I'm going to try building a script that will work with the existing infrastructure. Seems that the best way to go about it (without much effort or risk) is to use pfctl in a script to block ICMP responses from the configured monitoring host when the script detects a "_SoftDown_". SoftDown will be determined by Wget with "--bind-address" on specified gateway to check for a string in the returned html of a specified website. I'll run the script with cron every 5 minutes. Maybe I'll get fancy and try to email the email address configured in the GUI (maybe sending mail to root is enough) when SoftDown occurs.
Interesting.
There is a "Mark Gateway as Down" option in the GUI. If you could figure out how to script that flag, that might be a better way to go.
Alright script is done, its pretty basic, See attached. Took Brendon's advice and used the Mark gateway as down option. Supports 2 gateways.
Not sure how to submit this to the devs to add to the release but maybe they will find it here.
Well that script didn't really seem to work... New Script attached. Sends emails via smtp to address configured on notifications page. drop the script in /etc/phpshellsessions/softdiscomon and use a cronjob to execute with command "/usr/local/pfSsh.php playback softdiscomon" I've currently got this running beautifully on 3 site firewalls with plans to expand to another 20.

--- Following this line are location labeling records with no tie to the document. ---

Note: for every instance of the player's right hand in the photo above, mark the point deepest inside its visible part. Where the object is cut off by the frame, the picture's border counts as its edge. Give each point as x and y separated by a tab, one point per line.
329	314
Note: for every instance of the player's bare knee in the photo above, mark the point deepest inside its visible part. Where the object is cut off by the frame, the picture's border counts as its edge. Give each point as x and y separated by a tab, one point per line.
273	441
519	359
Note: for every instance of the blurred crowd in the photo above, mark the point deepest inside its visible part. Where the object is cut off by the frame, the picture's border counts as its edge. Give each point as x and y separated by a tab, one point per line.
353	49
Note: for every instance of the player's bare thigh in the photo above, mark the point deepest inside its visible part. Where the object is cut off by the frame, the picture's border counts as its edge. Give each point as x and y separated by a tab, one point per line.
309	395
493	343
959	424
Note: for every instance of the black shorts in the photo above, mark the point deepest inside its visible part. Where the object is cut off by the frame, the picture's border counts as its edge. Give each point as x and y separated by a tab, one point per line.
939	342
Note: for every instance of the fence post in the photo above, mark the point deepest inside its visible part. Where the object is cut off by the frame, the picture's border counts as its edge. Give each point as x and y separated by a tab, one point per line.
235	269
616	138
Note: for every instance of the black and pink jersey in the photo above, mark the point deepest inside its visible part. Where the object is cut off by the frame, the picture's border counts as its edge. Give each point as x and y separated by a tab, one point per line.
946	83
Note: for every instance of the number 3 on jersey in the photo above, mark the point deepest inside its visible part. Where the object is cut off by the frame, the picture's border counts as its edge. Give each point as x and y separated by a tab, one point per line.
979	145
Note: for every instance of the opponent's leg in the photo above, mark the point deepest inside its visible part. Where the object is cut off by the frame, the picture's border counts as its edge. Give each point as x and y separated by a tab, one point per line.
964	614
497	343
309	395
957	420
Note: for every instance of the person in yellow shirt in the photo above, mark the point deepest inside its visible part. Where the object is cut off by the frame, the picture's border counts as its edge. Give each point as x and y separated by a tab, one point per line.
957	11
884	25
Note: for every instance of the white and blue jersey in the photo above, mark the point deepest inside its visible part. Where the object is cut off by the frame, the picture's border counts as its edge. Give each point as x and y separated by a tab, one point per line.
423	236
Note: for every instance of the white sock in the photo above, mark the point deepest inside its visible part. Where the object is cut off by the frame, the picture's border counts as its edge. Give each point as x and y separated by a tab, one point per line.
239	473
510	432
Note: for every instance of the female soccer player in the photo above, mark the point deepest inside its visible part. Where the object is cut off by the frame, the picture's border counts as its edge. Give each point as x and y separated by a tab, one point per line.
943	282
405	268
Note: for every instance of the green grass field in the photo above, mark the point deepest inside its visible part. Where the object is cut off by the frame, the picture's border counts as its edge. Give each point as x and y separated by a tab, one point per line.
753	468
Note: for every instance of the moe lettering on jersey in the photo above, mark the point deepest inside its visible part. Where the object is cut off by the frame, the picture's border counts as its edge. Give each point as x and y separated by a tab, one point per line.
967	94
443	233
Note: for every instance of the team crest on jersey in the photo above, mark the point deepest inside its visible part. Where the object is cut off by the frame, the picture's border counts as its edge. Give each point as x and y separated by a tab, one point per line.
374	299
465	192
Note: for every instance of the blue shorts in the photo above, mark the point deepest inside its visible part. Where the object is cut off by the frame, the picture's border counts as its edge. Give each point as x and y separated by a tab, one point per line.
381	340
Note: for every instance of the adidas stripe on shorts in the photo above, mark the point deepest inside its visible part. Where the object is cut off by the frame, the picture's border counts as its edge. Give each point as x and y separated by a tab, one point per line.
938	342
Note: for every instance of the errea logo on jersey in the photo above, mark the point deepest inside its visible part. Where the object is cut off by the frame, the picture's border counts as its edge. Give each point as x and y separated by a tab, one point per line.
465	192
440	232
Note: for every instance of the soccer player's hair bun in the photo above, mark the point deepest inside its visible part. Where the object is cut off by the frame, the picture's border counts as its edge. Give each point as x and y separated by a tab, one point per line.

I do not know what I have to do here to help. I can help work on this (I can develop), but I have no idea how the coding/plugin system of pfsense works. Where would I start, and what would I mod? Is someone actually working on this?
I have been pushing this for a few years now.
- Target version deleted (
2.5.0)
Since the target version has been deleted, is there anyway to prove to the pfSense devs that this feature is important or worth while?
I have a ton of these firewalls in the wild, and your competitors do Speedtesting, HTTP checks, DNS checks, etc.
ISP's are so horrible now a days, and even QoS ping. So dropping pings just for the heck of it. Dropping anycast addresses.
What can we do to help?
Another downright evil thing that Verizon FIOS does here in the US is: for suspended lines (if customer forgets to pay etc) they will allow ICMP traffic through but nothing else. So pfSense happily chugs along thinking all is fine since pings are successful. So yeah an HTTP check would be one way to mitigate this.